# Deploying AI
## Assignment 1: Evaluating Summaries

A key application of LLMs is to summarize documents. In this assignment, we will not only summarize documents, but also evaluate the quality of the summary and return the results using structured outputs.

**Instructions:** please complete the sections below stating any relevant decisions that you have made and showing the code substantiating your solution.

## Select a Document

Please select one out of the following articles:

+ [Managing Oneself, by Peter Druker](https://www.thecompleteleader.org/sites/default/files/imce/Managing%20Oneself_Drucker_HBR.pdf)  (PDF)
+ [The GenAI Divide: State of AI in Business 2025](https://www.artificialintelligence-news.com/wp-content/uploads/2025/08/ai_report_2025.pdf) (PDF)
+ [What is Noise?, by Alex Ross](https://www.newyorker.com/magazine/2024/04/22/what-is-noise) (Web)

# Load Secrets

In [1]:
%load_ext dotenv
%dotenv ../05_src/.secrets

## Load Document

Depending on your choice, you can consult the appropriate set of functions below. Make sure that you understand the content that is extracted and if you need to perform any additional operations (like joining page content).

### PDF

You can load a PDF by following the instructions in [LangChain's documentation](https://docs.langchain.com/oss/python/langchain/knowledge-base#loading-documents). Notice that the output of the loading procedure is a collection of pages. You can join the pages by using the code below.

```python
document_text = ""
for page in docs:
    document_text += page.page_content + "\n"
```

### Web

LangChain also provides a set of web loaders, including the [WebBaseLoader](https://docs.langchain.com/oss/python/integrations/document_loaders/web_base).
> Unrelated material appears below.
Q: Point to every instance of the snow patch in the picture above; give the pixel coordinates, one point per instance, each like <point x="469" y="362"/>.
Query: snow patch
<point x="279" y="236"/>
You can use this function to load web pages.

In [2]:
from langchain_community.document_loaders import PyPDFLoader

file_path = "./documents/ai_report_2025.pdf"
loader = PyPDFLoader(file_path)

docs = loader.load()

print(len(docs))

26


In [3]:
document_text = ""
for page in docs:
    document_text += page.page_content + "\n"
print(len(document_text))
print(document_text[:100])

53851
pg. 1 
 
 
The GenAI Divide  
STATE OF AI IN 
BUSINESS 2025 
 
 
 
 
 
 
MIT NANDA 
Aditya Challapal


## Generation Task

Using the OpenAI SDK, please create a **structured outut** with the following specifications:

+ Use a model that is NOT in the GPT-5 family.
+ Output should be a Pydantic BaseModel object. The fields of the object should be:

    - Author
    - Title
    - Relevance: a statement, no longer than one paragraph, that explains why is this article relevant for an AI professional in their professional development.
    - Summary: a concise and succinct summary no longer than 1000 tokens.
    - Tone: the tone used to produce the summary (see below).
    - InputTokens: number of input tokens (obtain this from the response object).
    - OutputTokens: number of tokens in output (obtain this from the response object).

       
+ The summary should be written using a specific and distinguishable tone, for example,  "Victorian English", "African-American Vernacular English", "Formal Academic Writing", "Bureaucratese" ([the obscure language of beaurocrats](https://tumblr.austinkleon.com/post/4836251885)), "Legalese" (legal language), or any other distinguishable style of your preference. Make sure that the style is something you can identify. 
+ In your implementation please make sure to use the following:

    - Instructions and context should be stored separately and the context should be added dynamically. Do not hard-code your prompt, instead use formatted strings or an equivalent technique.
    - Use the developer (instructions) prompt and the user prompt.


In [6]:
from openai import OpenAI
from pydantic import BaseModel, Field
import os
from typing import Literal

client = OpenAI(default_headers={"x-api-key": os.getenv('API_GATEWAY_KEY')},
    base_url='https://k7uffyg03f.execute-api.us-east-1.amazonaws.com/prod/openai/v1')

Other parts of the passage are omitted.